The traditional treatment for early-stage non-small cell lung cancer is a lobectomy, where a surgeon eradicates cancerous tissue by removing an entire lung lobe.
Yet, new research finds that select patients with early-stage disease who undergo a less invasive procedure have comparable outcomes, sparking hope for a less aggressive approach to lung cancer surgery. The 10-year study, published in the New England Journal of Medicine and led by University of Chicago Medicine medical oncologist Everett Vokes, MD, adds evidence that supports a new standard to preserve lung tissue in cancer patients whenever possible. In this study, 697 patients with peripheral stage 1 tumors less than 2 centimeters in size were randomly assigned to undergo a lobectomy or a sublobar resection, where part of the cancerous lobe is removed.

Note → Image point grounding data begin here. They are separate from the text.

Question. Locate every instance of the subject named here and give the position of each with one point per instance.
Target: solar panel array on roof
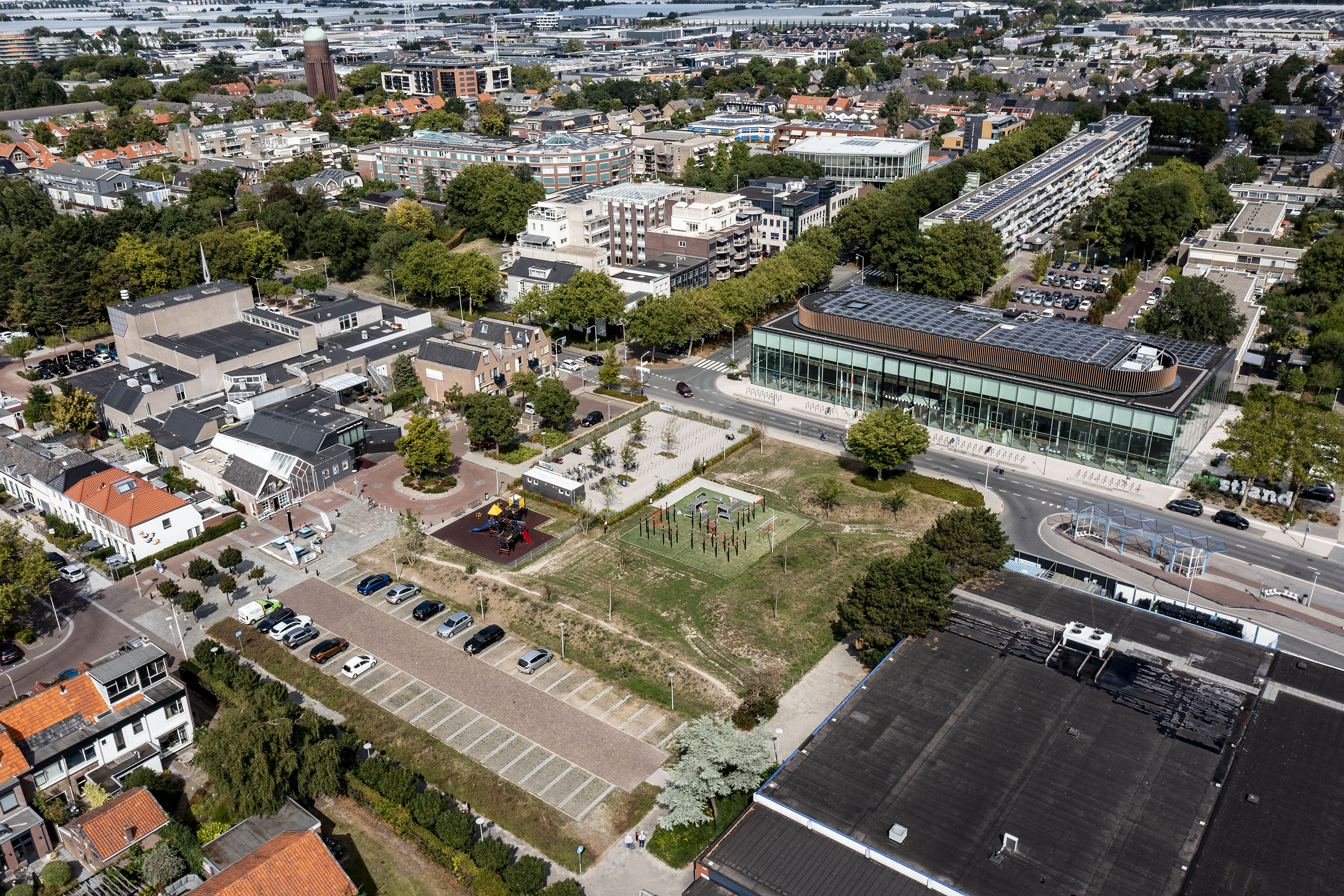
(1046, 336)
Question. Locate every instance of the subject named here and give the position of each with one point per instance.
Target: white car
(279, 631)
(355, 667)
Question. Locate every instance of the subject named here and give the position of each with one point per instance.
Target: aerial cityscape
(812, 449)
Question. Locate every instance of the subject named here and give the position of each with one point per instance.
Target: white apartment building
(1038, 197)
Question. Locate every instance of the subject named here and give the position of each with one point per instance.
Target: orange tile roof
(46, 708)
(105, 825)
(291, 863)
(131, 508)
(11, 758)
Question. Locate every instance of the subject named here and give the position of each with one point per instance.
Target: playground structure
(718, 524)
(505, 520)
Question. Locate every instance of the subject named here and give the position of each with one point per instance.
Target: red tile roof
(41, 711)
(105, 825)
(129, 508)
(291, 863)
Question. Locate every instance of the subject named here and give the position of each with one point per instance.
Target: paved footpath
(561, 728)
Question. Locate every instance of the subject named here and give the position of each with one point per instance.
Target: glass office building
(1124, 403)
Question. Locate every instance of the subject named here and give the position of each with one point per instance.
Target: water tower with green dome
(319, 72)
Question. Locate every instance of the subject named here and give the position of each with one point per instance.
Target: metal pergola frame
(1193, 547)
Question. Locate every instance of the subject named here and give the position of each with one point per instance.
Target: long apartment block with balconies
(1037, 197)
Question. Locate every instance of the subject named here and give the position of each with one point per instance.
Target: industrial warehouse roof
(1186, 764)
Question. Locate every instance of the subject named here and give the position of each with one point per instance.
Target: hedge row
(482, 882)
(182, 547)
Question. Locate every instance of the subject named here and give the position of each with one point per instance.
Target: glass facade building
(1141, 436)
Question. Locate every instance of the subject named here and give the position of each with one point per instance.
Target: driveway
(554, 725)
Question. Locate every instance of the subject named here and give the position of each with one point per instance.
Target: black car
(483, 639)
(1186, 505)
(1324, 493)
(274, 618)
(425, 609)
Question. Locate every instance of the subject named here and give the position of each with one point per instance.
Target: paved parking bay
(560, 720)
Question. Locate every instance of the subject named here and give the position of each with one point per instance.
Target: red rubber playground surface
(484, 545)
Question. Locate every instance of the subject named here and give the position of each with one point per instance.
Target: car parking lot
(569, 739)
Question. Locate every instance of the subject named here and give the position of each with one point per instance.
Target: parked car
(275, 618)
(257, 610)
(327, 649)
(534, 660)
(456, 624)
(281, 629)
(426, 609)
(1319, 493)
(1234, 520)
(1186, 505)
(400, 593)
(355, 667)
(483, 639)
(371, 584)
(300, 634)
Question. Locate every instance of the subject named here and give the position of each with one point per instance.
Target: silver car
(400, 593)
(456, 624)
(534, 660)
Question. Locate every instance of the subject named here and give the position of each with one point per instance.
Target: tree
(1322, 268)
(425, 446)
(611, 371)
(230, 558)
(201, 569)
(1195, 309)
(163, 866)
(897, 598)
(168, 590)
(715, 761)
(404, 373)
(20, 347)
(409, 214)
(191, 601)
(141, 444)
(886, 438)
(971, 540)
(490, 418)
(76, 411)
(554, 402)
(526, 876)
(491, 854)
(828, 493)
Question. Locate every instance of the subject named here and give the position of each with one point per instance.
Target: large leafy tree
(717, 759)
(886, 438)
(971, 542)
(491, 201)
(897, 598)
(425, 446)
(1195, 309)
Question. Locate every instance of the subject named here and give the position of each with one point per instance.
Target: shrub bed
(944, 490)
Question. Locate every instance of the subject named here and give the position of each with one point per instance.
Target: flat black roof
(967, 734)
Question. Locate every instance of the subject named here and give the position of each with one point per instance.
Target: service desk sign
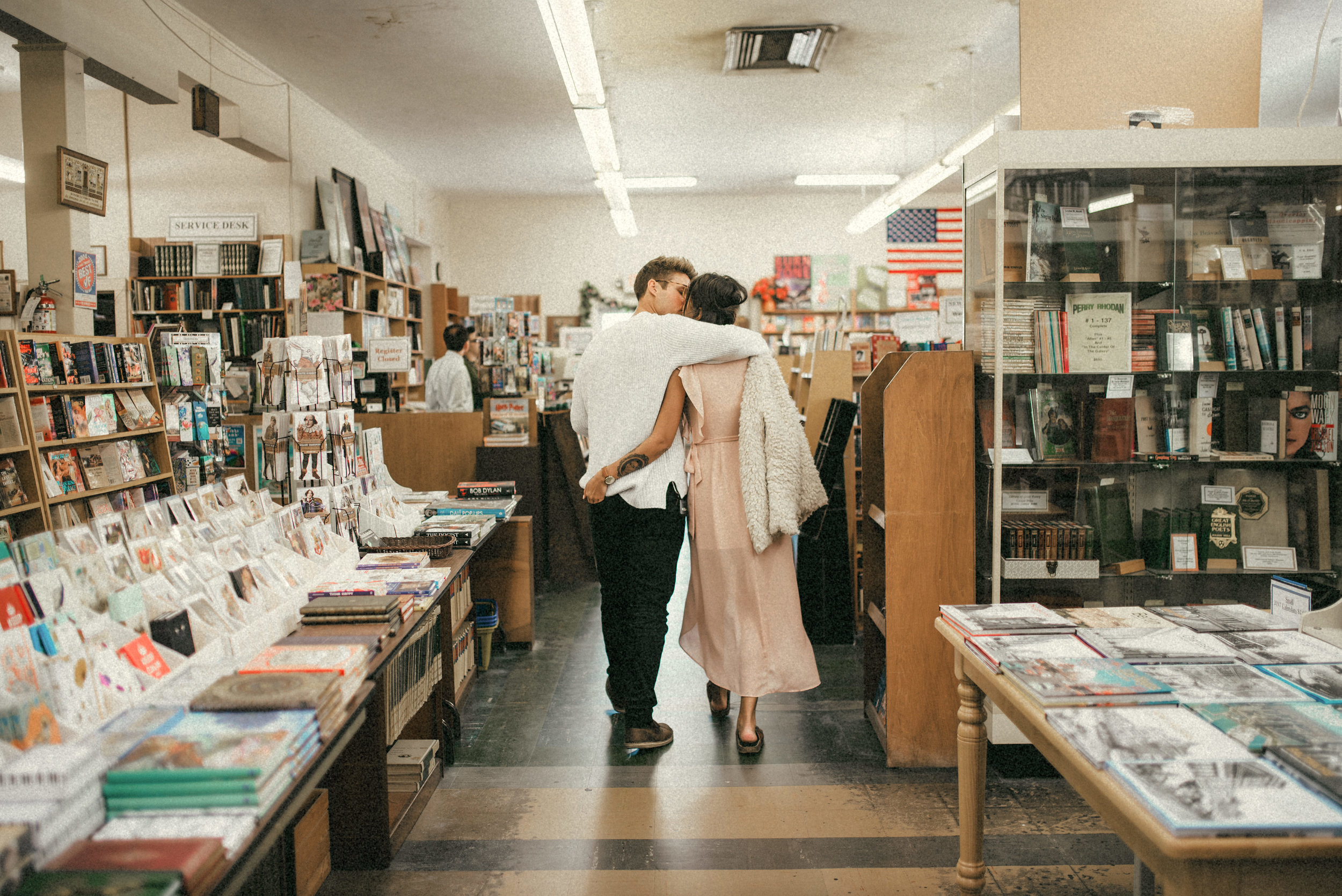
(211, 228)
(85, 275)
(388, 354)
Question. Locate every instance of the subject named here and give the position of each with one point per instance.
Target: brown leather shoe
(658, 735)
(718, 694)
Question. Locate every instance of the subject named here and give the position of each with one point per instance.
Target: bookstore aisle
(544, 800)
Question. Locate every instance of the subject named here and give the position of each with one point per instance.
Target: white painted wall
(549, 246)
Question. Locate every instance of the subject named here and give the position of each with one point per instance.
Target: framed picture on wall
(82, 181)
(9, 294)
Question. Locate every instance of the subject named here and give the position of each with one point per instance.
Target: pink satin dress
(742, 616)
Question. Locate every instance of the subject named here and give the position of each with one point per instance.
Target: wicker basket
(435, 547)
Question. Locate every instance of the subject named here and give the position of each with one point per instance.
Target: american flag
(922, 243)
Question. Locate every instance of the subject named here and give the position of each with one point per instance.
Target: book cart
(1177, 447)
(155, 438)
(364, 300)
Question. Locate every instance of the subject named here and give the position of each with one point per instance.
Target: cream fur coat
(779, 478)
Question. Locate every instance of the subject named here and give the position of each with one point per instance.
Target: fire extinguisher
(45, 313)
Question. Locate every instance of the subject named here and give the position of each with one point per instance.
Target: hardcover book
(1122, 734)
(1262, 725)
(1318, 763)
(1319, 680)
(1222, 683)
(1168, 644)
(1113, 617)
(979, 620)
(267, 691)
(1263, 649)
(1086, 682)
(1198, 798)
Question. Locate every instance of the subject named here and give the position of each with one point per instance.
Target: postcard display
(1157, 378)
(308, 439)
(112, 627)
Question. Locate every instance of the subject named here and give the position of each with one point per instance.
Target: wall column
(53, 101)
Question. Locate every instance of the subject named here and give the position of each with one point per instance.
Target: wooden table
(1185, 865)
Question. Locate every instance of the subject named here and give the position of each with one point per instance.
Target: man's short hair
(658, 270)
(455, 337)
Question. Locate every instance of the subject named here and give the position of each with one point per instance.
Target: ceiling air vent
(787, 47)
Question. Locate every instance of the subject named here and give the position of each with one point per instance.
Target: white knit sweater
(779, 478)
(622, 381)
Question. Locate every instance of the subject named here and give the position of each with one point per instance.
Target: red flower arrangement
(768, 293)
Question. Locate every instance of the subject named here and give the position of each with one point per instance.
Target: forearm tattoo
(630, 463)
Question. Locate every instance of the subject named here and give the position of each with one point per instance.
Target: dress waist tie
(694, 467)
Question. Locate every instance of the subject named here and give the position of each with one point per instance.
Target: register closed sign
(388, 354)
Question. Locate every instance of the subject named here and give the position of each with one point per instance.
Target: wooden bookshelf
(918, 456)
(154, 436)
(33, 515)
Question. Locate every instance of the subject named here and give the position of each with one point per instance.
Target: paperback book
(1198, 798)
(1122, 734)
(1222, 683)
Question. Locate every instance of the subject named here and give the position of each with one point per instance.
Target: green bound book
(1107, 510)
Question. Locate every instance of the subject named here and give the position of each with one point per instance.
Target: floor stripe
(753, 854)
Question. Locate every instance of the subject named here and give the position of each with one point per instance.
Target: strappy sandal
(749, 749)
(718, 694)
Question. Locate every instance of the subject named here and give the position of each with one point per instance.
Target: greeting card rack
(78, 504)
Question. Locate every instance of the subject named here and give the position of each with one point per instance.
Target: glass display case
(1156, 326)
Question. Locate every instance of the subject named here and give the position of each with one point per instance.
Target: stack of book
(320, 693)
(347, 660)
(200, 860)
(211, 760)
(1144, 341)
(500, 507)
(410, 763)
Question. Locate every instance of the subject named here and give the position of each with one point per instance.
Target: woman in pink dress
(742, 615)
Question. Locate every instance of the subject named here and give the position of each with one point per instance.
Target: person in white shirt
(639, 528)
(447, 387)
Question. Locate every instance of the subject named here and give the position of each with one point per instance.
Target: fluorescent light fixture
(624, 224)
(846, 180)
(11, 170)
(1110, 202)
(654, 183)
(595, 125)
(957, 154)
(571, 38)
(920, 183)
(612, 184)
(908, 191)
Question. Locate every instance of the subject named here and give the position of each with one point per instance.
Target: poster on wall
(85, 276)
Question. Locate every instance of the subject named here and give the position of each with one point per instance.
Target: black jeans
(637, 553)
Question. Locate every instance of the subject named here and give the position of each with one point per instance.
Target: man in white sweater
(638, 529)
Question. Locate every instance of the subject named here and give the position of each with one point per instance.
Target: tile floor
(544, 800)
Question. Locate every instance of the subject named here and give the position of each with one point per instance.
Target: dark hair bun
(716, 298)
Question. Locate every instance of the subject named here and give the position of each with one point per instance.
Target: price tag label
(1120, 385)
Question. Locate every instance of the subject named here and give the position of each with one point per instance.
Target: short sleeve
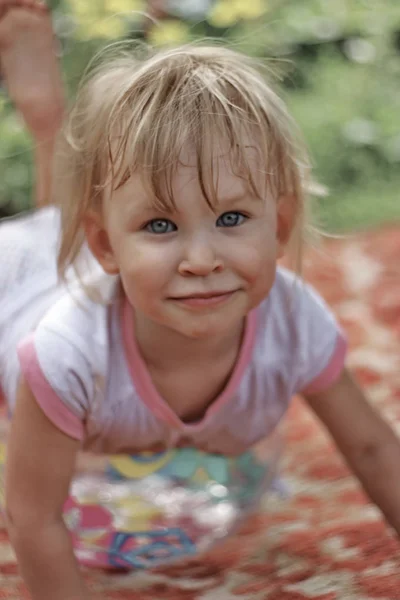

In the case of the latter, patients received either a wedge resection, which involves removing a nonanatomic, wedge-shaped piece of tissue containing the tumor, or an anatomical segmentectomy in which surgeons remove the anatomic lung segment with the tumor, along with the small airway, individual artery and vein that feed and drain the region.
After a median follow-up of seven years, the multicenter, phase 3 randomized trial found disease-free survival was similar between lobectomies and sublobar resections. Five-year disease-free survival and five-year overall survival were similar, supporting the less-invasive procedure as the preferred option.